I believe that there should be a greater incentive for artists, a greater appreciation by governments for artistic work from a cultural point of view. The artist does not create a work for himself; he creates a work for the world, works that represent our culture and way of thinking, which end up influencing us.
What don’t you like about your job?
I love creating works with different techniques and languages. The work of creating is very satisfying, what I don’t really like is the bureaucracy that the artist sometimes has to go through in order to set up the exhibition.
What do you like about your job?
I like the infinite possibilities that art offers us to represent the world. Every work of art I make has a message, a story to be told, an emotion to feel and reflect. As I create, I look for new ways to make art; I get inspired by other languages to create my visual poetry.
Should art be financed?
Certainly. Art brings to the population an enormous educational value for all cultures and when governments recognize this importance and finance exhibitions, it allows for the appreciation of regional and international artists.
What is the role of arts financing?
Holding an exhibition demands financing and needs a team specialized in the area. When the exhibition is financed, this makes it possible to happen even in other countries.

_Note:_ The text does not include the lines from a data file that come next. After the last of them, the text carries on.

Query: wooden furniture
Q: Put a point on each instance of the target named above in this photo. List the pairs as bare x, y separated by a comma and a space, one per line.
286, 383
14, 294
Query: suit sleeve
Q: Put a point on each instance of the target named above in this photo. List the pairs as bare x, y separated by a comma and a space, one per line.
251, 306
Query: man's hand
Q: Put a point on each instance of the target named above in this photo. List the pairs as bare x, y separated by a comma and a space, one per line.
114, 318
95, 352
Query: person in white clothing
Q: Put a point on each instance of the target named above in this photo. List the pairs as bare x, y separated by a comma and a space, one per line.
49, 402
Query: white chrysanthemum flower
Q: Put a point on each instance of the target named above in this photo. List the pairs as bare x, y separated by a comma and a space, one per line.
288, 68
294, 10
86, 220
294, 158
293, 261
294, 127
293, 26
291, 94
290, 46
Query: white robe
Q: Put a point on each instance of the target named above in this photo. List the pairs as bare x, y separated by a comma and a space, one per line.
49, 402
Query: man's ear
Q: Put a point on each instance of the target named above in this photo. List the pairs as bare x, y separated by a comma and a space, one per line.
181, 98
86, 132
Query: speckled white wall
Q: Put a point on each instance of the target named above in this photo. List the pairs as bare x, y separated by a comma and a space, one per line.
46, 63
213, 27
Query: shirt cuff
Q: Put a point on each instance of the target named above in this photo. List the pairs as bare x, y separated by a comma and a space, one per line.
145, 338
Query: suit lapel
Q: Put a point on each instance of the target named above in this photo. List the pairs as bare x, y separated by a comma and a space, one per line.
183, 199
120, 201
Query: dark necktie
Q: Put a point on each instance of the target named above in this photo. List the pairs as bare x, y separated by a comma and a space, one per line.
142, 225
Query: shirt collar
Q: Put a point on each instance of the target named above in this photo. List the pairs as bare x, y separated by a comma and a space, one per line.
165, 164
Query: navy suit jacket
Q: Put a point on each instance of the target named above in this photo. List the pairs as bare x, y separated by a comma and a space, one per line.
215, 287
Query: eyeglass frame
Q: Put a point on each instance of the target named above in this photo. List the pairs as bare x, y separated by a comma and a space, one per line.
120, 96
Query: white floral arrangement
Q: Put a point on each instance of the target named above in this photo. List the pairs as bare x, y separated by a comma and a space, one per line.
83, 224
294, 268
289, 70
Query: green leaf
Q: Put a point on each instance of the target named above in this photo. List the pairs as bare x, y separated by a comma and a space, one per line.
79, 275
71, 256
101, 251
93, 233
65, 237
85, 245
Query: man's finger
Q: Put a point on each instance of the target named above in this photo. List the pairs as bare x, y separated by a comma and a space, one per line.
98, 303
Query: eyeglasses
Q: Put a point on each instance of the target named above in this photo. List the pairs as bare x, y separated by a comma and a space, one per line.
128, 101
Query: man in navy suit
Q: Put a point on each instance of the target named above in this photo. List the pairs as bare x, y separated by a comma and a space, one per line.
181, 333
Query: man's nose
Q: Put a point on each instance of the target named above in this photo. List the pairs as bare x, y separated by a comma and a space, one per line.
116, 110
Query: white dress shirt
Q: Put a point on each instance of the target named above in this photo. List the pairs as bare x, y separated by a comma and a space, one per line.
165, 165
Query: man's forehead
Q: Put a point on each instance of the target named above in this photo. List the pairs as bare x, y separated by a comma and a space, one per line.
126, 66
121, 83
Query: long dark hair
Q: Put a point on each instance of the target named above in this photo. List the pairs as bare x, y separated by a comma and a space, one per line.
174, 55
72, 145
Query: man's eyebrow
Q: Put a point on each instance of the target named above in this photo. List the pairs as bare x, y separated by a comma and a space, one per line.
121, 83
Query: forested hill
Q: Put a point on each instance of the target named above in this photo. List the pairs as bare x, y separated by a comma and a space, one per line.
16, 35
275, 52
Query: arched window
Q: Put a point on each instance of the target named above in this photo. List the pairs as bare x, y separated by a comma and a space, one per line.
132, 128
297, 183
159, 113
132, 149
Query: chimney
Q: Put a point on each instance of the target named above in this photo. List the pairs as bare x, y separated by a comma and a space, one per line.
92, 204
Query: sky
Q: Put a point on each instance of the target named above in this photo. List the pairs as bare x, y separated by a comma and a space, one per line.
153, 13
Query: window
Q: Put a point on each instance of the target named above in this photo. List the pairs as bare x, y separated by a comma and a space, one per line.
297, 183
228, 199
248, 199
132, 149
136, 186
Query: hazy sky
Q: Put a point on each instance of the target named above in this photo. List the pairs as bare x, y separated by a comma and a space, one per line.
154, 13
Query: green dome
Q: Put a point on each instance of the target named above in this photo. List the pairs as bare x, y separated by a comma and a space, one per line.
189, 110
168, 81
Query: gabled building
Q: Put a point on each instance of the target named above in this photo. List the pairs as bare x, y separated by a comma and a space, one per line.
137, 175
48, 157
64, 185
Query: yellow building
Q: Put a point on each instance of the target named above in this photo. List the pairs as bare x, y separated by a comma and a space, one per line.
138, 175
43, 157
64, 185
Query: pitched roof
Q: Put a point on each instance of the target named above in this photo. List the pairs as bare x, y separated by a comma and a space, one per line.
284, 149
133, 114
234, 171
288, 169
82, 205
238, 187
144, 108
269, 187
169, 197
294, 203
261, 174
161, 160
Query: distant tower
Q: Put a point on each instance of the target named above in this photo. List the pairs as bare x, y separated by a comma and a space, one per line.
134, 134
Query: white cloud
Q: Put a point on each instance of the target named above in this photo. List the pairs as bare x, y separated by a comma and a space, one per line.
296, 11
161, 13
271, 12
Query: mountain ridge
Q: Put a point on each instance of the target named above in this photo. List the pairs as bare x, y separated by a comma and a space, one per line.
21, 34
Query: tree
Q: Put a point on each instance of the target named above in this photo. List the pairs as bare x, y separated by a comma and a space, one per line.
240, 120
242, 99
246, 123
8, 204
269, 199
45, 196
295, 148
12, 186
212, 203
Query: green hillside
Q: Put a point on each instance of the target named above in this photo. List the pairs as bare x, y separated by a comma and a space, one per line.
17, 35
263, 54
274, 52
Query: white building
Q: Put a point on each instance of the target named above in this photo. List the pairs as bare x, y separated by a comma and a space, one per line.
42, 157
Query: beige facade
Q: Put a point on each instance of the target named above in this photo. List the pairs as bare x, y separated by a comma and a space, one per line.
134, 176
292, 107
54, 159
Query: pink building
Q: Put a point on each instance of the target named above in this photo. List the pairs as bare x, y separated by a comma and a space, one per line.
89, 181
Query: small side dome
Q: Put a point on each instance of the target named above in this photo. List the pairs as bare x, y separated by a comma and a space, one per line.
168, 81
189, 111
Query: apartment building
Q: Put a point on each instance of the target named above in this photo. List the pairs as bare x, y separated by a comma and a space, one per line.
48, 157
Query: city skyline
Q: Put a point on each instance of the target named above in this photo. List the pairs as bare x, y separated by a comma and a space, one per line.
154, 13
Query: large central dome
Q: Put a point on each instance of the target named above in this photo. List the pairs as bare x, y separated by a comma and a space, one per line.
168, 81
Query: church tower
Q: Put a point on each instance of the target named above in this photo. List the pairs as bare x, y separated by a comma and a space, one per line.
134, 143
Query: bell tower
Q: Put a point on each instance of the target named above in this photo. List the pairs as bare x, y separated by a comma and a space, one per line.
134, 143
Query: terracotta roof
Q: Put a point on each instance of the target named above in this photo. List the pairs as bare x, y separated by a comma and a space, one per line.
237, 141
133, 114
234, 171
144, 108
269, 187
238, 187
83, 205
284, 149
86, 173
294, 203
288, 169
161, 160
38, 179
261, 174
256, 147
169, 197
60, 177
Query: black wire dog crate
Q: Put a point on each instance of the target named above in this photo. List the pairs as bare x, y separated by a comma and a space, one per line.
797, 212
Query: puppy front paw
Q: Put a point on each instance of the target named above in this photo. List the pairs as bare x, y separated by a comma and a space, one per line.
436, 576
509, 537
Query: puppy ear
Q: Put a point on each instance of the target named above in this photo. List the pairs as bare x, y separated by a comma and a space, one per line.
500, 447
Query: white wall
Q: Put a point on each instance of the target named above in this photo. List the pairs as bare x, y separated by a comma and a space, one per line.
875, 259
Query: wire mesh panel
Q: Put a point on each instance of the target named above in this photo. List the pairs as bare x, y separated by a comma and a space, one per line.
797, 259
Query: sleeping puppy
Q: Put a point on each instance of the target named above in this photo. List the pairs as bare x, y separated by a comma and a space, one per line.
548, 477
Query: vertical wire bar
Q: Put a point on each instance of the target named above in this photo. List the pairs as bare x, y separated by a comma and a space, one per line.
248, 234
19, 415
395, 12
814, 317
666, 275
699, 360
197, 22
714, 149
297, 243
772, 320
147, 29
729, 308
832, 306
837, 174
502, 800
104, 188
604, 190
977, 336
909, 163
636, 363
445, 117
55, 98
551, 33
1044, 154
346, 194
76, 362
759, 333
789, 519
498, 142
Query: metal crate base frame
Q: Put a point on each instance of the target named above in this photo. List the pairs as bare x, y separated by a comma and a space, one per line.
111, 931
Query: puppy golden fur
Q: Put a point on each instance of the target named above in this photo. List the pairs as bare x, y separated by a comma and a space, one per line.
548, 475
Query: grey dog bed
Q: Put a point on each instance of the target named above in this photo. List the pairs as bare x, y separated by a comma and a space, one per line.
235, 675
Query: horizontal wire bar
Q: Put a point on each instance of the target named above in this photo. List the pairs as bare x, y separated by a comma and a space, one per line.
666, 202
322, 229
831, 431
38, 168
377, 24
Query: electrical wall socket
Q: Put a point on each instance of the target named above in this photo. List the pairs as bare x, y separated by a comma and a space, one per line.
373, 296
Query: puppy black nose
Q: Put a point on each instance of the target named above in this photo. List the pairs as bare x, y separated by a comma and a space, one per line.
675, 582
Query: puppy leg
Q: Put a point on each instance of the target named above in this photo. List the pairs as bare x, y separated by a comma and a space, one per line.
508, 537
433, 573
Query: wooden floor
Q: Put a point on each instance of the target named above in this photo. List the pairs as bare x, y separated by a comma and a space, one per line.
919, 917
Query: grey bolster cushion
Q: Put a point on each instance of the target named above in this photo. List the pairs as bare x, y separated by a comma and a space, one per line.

What is your dream project?
A large public sculpture so people can interact with the object.
Name three artists you would like to be compared to.
- Anish Kapoor
- Damien Hirst
Favorite or most inspiring place?
I love nature, I’ve been inspired by many trees to create several works. Nature is capable of creating magnificent things that bring us good energy.
What’s the best advice you’ve received?
Keep an open mind, art has no limits.
Professionally, what is your goal?
Continue exhibiting my artworks around the world. It is a great satisfaction for me to be able to share my art, to make people feel the emotion of every detail that my art expresses.
During my career I participated in several exhibitions and over time I developed more and more different techniques. I intend to set up an exhibition with international circulation that brings together the diversity of languages I work with: painting, sculpture, drawing, video art, digital art, photography and installation.